For fans more familiar with the Oilers since then, a different reality has come to take shape. Truth be told, Yamamoto’s game is built much more around his effort than his offence.
Sure, Yamamoto still has some puck skills and passing talent, but most of his best work comes through approaching battles with reckless abandon. Digging for pucks along the boards or fighting for ice at the net front are the most common places that one can find Yamamoto at his best.
Though not as thunderous a forechecker as say Trevor Moore of the Los Angeles Kings, Yamamoto has an active stick that makes him an option in defensive situations, even brief appearances on the penalty kill.
In all, Yamamoto is a complimentary player, able to make contributions in key areas, as opposed to a play driver capable of carrying a line on his own.
Where Yamamoto belong in the lineup
Yes, the Oilers do have a plethora of talented forwards, but in a sense this does limit a lot of Yamamoto’s potential usage in offensive situations. Already behind the likes of Zach Hyman and Evander Kane for power play time, Yamamoto’s current struggles have seen him fall out of his long held spot on Leon Draisaitl’s wing at even strength.
There might be possible line combinations that could spark Yamamoto’s game. Although many would succeed on a line with both McDavid and Draisaitl, Yamamoto might have some stylistic synergy in such a spot. Ryan Nugent-Hopkins and Hyman do their best work together, and could be a soft landing spot for many Oilers wingers, including Yamamoto. A role on a third, or checking line centred by Ryan McLeod might be the most ideal of all, given the tenacity that Yamamoto embodies.
In a lot of these same potential landing spots are other homegrown first round talents, Jesse Puljujarvi and Dylan Holloway. Puljujarvi has had some offensive struggles of his own, but is younger, bigger, and has an extensive and positive reputation as a defensive presence. Holloway might be best suited for a top six role of the trio, read most offensive upside, but is still finding his way in the league.

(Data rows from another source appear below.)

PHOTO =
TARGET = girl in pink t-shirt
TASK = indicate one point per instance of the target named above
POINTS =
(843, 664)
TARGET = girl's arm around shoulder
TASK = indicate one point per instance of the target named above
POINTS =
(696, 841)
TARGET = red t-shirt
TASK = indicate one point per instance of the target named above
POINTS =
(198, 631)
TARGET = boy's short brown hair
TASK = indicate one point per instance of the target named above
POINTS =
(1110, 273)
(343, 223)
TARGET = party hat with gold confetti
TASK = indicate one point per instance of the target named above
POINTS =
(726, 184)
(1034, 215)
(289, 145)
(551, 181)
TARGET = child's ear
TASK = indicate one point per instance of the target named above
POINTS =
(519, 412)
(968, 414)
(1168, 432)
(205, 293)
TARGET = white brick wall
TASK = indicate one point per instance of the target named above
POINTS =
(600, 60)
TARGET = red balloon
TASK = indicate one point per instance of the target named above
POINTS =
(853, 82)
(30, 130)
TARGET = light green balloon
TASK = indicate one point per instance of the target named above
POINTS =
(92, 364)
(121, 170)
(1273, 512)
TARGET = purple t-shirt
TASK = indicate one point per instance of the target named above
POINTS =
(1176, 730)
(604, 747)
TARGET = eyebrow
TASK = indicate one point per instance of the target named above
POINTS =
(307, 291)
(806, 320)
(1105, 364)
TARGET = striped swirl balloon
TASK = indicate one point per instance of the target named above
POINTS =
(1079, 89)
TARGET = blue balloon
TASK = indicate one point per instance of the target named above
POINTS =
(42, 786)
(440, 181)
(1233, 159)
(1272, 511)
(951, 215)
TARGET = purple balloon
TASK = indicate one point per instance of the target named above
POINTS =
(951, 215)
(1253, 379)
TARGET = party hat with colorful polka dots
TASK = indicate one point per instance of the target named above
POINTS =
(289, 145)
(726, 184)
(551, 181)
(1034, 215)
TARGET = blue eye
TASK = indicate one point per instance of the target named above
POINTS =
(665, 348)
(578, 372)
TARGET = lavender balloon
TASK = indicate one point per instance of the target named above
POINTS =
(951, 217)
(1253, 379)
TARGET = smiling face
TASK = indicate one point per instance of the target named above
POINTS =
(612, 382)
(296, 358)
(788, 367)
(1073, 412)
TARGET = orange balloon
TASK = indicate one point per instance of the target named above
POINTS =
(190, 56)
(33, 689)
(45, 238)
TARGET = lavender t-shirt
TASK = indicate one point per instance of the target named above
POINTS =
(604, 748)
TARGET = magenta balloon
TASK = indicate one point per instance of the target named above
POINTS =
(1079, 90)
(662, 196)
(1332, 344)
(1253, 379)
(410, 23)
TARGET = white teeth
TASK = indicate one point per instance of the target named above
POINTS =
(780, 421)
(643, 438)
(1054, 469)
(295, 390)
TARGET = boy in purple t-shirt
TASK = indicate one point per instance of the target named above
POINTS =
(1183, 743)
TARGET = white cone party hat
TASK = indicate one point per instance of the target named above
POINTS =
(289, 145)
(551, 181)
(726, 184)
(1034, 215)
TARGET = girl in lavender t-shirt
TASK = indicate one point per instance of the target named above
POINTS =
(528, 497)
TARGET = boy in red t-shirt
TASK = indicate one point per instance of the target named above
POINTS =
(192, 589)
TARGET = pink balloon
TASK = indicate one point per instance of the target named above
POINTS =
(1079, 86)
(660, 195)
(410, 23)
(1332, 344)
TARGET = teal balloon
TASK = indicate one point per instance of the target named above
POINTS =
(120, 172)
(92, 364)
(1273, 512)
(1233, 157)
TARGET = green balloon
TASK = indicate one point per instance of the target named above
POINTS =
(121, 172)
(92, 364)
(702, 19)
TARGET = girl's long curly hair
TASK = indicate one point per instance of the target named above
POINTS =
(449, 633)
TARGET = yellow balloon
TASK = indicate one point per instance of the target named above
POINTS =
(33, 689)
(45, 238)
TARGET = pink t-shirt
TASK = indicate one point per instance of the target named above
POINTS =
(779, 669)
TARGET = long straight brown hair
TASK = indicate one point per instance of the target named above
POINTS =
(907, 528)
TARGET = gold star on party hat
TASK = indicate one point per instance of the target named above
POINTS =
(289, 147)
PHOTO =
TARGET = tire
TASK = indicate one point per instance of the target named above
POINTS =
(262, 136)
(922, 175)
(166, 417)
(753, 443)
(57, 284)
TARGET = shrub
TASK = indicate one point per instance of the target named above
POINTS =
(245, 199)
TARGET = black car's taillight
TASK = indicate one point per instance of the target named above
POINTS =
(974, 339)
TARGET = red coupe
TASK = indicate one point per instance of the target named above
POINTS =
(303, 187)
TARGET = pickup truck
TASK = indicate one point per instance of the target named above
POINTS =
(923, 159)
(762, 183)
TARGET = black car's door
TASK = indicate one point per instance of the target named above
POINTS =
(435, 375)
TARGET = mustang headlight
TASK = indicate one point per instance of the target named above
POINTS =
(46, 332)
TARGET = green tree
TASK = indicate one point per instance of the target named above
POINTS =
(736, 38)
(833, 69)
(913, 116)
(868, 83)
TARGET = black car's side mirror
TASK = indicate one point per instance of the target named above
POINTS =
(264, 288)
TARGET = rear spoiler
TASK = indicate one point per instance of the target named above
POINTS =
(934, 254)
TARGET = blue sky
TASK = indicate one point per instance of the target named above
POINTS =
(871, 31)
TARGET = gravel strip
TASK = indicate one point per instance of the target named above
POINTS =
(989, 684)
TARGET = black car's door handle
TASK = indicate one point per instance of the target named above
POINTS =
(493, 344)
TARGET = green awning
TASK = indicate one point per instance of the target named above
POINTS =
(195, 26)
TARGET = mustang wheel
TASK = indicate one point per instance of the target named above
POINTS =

What should be expected of him?
In any Oilers top six, this trio would be filling complimentary off-puck roles, meaning the offensive burden on them would be diminished to an extent. From this perspective Yamamoto, along with Puljujarvi and McLeod, should not be held to a high standard when it comes to individual scoring.
Moreover, given the Oilers’ personnel and early season results, it’s pretty unfair to suggest Yamamoto is underperforming based on his point totals alone. The Oilers don’t need more goals to improve their record, instead the focus needs to be on an improved level of team defence.
At some point the goals will come for Yamamoto, often through deflections at the net front, but raising the level of detail and intensity on his line is the much more important metric to measure Yamamoto by. Granted, his offensive contributions started slowly last year as well, but looking for a new home after falling off of Draisaitl’s wing, the Oilers will almost certainly hope to see Yamamoto bring an energising jolt to a checking line.